There are a couple of main reasons for exams like this:  (1) Assessment, so that students learn the areas where they need to improve their depth of knowledge; (2) Synthesis -  there are very few times in your scientific career when you really have to sit down and look holistically at the discipline.  Students really do learn in preparing for such exams.

I've written about this particular exam experience here.  Thanks to an old friend whose handwriting decorates some of the pages, here (pdf) is a copy of that exam (without the solutions).   Wow.  Brings flashbacks. 

10 comments:

Pizza Perusing Physicist said...

I recall from your previous post about this exam that there was one particular question with a typo (omega where there should have been an omega_0), which Laughlin thought made the question impossible to solve, but which one Russian conformal field theorist said was indeed solvable, though difficult.

Is the typo in question on part #2 of the "Quantum Mechanics - II" section?

Douglas Natelson said...

Yes. (Added bonus: the rocket equation in the first problem is also wrong.). RBL had a brief moment when he wasn’t sure if the problem was analytically solvable in closed form.

Pizza Perusing Physicist said...

Gotcha. By the way, for the QM1 question, part 1, were you expected to have a rough idea of the typical radius of the proton and neutron beforehand? Or was there some other way to estimate the characteristic proton-neutron binding distance?

Douglas Natelson said...

PPP, IIRC you can assume the proton and neutron are point particles. For order of magnitude, you can treat it as a particle-in-a-3d-box problem, box depth V0, and pick b so that what would be the first excited state has energy 0.

DanM said...

It would not be unusual for each problem to have been crafted by a different member of the faculty (so that Laughlin did not personally have to do all the work of creating the entire exam by himself). I'm not sure if that's the way things were done at Stanford in 1993... but anyway, whichever professor wrote the pot roast question is a kindred spirit.

Douglas Natelson said...

Dan, I’d mentioned in my original anecdote about this - Laughlin had gotten annoyed and impatient with his faculty colleagues on the qual committee, and had decided to write most of the exam himself.

A follow-up: In the aftermath of this problem of multiple typographical mistakes on the exam, they decided to add a couple of students to the qual committee, whose job it was to check over the problems before the test to make sure it was do-able. I ended up in that role for two years.

Grumpy said...

You talk about how these high stakes exams help students learn while crash studying for them. But then you talk about "flashbacks" and being sent on wild goose chase on problems with typos, long calculations, etc.

So which one is it?

I also had to pass a rigorous set of exams as a grad student and feel like I learned while studying for them. But I'm not sure I learned more than if that time had been used for more unstructured study. And I'm not sure if the trauma of high stakes exams is healthy for some students.

Douglas Natelson said...

Grumpy, the two aspects (students learning while preparing for exams + exams serving some useful diagnostic purpose on the one hand; the exam being a stressful experience for the students on the other) are not necessarily mutually exclusive.
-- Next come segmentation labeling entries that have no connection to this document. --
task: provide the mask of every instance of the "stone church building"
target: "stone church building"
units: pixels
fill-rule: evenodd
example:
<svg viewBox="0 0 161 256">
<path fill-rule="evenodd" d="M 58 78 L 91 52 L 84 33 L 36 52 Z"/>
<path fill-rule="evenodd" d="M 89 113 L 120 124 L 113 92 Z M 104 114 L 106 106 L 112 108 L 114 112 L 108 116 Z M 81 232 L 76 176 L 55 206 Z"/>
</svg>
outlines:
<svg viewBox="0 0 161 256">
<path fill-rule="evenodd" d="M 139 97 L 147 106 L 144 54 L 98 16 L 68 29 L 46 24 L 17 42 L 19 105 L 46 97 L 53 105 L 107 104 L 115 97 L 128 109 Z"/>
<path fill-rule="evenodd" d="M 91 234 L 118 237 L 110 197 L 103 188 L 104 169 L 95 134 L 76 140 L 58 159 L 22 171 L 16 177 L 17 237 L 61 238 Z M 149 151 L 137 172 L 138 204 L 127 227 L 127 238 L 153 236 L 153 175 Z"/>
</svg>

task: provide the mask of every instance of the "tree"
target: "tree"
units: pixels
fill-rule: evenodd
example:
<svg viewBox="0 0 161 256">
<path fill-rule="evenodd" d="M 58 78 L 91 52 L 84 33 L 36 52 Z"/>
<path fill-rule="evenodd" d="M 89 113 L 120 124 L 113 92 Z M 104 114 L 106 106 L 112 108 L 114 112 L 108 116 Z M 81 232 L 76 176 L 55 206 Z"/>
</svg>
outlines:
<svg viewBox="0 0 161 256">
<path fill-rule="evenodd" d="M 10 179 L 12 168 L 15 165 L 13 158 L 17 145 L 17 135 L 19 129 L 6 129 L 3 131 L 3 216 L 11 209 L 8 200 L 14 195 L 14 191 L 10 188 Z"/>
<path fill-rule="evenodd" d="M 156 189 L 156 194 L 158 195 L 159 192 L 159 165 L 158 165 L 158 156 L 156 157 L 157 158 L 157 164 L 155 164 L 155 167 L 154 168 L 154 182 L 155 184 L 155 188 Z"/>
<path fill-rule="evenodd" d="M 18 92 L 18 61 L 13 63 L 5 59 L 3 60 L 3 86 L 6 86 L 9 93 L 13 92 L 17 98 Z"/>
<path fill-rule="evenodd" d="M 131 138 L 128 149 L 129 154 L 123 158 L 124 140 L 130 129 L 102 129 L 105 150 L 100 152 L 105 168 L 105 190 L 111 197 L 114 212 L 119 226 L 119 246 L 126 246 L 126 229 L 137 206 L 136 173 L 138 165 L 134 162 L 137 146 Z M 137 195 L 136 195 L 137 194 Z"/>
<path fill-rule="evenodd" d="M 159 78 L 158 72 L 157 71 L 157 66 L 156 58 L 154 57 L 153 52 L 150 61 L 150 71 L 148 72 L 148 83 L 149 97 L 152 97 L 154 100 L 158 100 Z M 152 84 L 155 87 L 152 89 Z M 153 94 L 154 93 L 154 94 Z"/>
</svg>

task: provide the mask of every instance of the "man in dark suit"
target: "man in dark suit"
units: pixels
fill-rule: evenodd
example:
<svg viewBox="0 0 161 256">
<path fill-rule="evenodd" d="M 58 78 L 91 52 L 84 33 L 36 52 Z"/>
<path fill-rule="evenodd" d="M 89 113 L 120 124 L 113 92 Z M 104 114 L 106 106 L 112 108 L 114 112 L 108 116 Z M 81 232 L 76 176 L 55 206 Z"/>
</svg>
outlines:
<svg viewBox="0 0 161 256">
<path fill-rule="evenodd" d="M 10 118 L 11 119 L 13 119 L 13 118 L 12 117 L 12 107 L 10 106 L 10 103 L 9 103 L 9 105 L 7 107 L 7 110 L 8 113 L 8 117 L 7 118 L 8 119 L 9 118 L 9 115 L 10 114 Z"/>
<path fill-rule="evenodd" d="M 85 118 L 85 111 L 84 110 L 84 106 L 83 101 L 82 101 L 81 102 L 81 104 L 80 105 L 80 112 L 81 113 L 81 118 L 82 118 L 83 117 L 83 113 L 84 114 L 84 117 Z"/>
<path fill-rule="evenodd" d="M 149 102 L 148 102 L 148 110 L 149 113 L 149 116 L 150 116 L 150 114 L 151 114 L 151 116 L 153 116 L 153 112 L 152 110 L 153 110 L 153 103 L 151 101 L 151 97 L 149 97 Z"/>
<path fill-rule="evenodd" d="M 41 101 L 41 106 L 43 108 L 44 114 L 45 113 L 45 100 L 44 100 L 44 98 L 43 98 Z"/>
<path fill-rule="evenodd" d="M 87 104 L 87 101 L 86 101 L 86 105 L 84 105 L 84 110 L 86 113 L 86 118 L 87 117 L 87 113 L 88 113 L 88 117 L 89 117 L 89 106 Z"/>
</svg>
Regarding learning from unstructured studying: that might work well for some people, though educationally there is some virtue (I think) in fighting the usual doctoral tendency toward very narrow, specialized focus.

I agree that high stakes exams are not necessarily healthy. One reason why I like oral exams more than written quals: Oral exams at least resemble or mimic some aspect of real scientific discourse. In a professional scientific setting, I might actually have to respond to questions and do some calculations or estimates on-the-fly at a chalkboard, and communicate my thinking and the results to someone. In contrast, I've always found timed, closed-book exams to be very artificial instruments that may not be measuring what an evaluator would really want to know.

Peter Armitage said...

That was truly the Golden Age of Bob as a personality.

Mike Natelson said...

Quals for Nuclear Science and Engineering at Michigan in the 60s were 6 hrs of written and a 2hr oral. The challenging part of the written was determining which problem was contributed by Prof Chihiro Kikuchi (ruby maser developer). It would be something he was working on and he was looking for help. You obviously had to attempt it last.